The data underscores the uneven impact of the energy crisis triggered by Russia’s invasion of Ukraine. Even as electricity and gas price shocks forced consumers to reduce consumption, companies including OMV AG and Verbund AG profited by exporting more energy to Austria’s neighbors.

OMV reported Thursday that Russia delivered all the agreed gas volumes under a long-term contract with Gazprom running to 2040. The company purchased 5.3 terawatt hours a month of the fuel in the final quarter of last year. Overall, Austria imported almost twice the volume of gas its economy required, allowing traders to sell just over 90 terawatt hours of the fuel abroad.  
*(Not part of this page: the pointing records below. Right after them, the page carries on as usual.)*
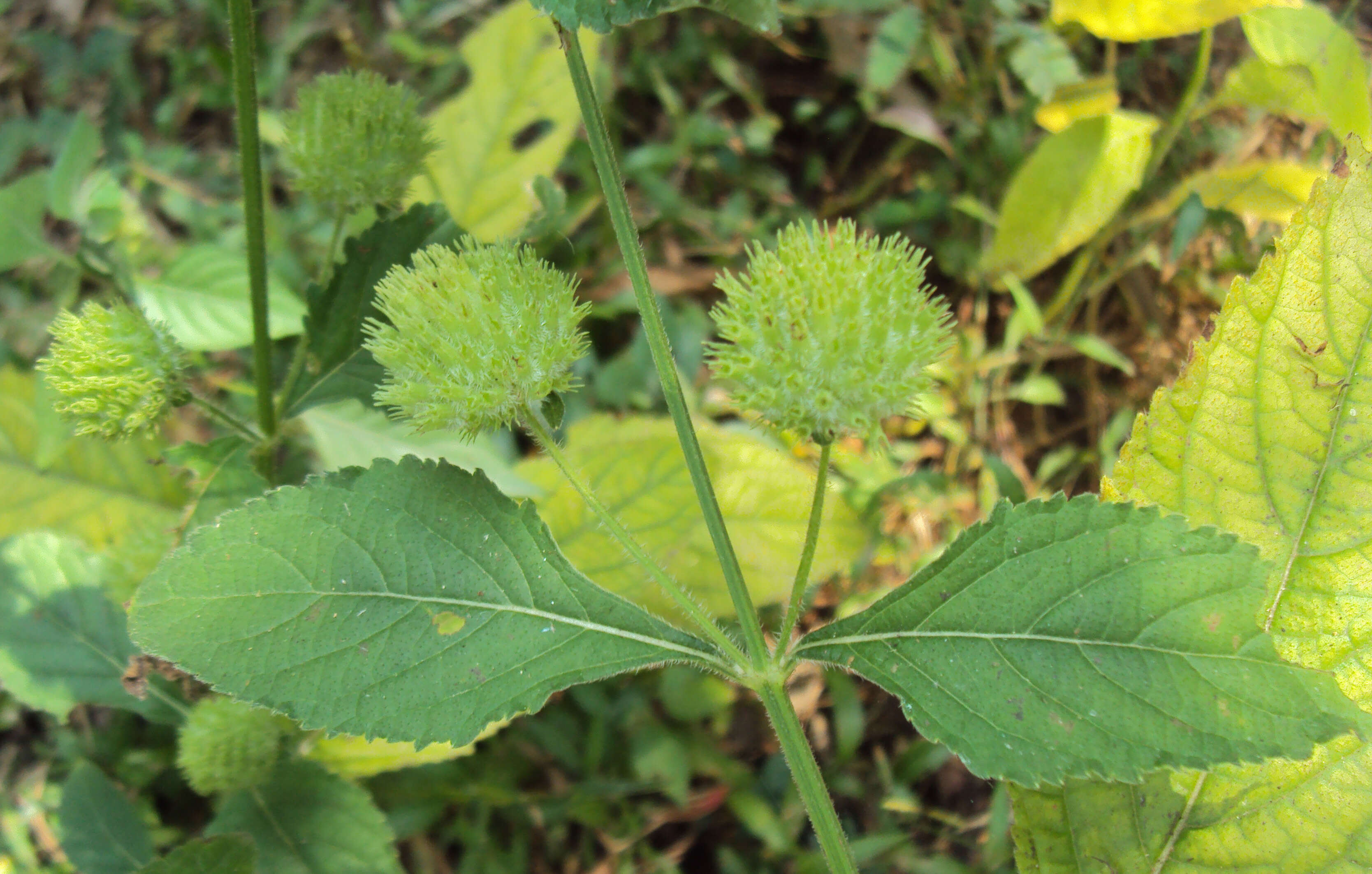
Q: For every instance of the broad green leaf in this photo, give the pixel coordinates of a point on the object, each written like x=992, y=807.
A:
x=636, y=467
x=1130, y=21
x=204, y=300
x=349, y=434
x=600, y=16
x=21, y=220
x=102, y=832
x=116, y=497
x=1072, y=184
x=229, y=854
x=336, y=312
x=72, y=167
x=1265, y=190
x=1265, y=434
x=1076, y=639
x=350, y=602
x=306, y=821
x=511, y=124
x=1305, y=66
x=62, y=641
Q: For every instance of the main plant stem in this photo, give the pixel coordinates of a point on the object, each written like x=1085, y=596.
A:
x=633, y=251
x=807, y=553
x=250, y=157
Read More: Russian Gas Glut Shows Austria Still in Kremlin’s Energy Orbit

The power sector was similar, where state-controlled Verbund AG is the country’s most-valuable company. Electricity consumption fell 5.3%, even as cheap hydro-power generation surged more than fifth over the year before. 

That allowed Austria to transmit more electricity abroad than it imported for the first time since 2003, according to E-Control. Power exports rose nearly 9% to 21.62 terawatt hours against imports that tumbled 25% to 21.55 terawatt hours, according to the regulator. 

Soaring profits at both OMV and Verbund have been subject to windfall taxes that the government extended until the end of 2024. Even with the levy, OMV announced Wednesday it would pay investors a dividend more than 50% higher than expected. Verbund, which raised its profit forecast in November, reports full-year earnings next month. 

(Updates details on power trades in the fifth paragraph. An earlier version of this story was corrected to clarify clarify power exports versus imports instead of consumption in the first and fourth paragraphs.)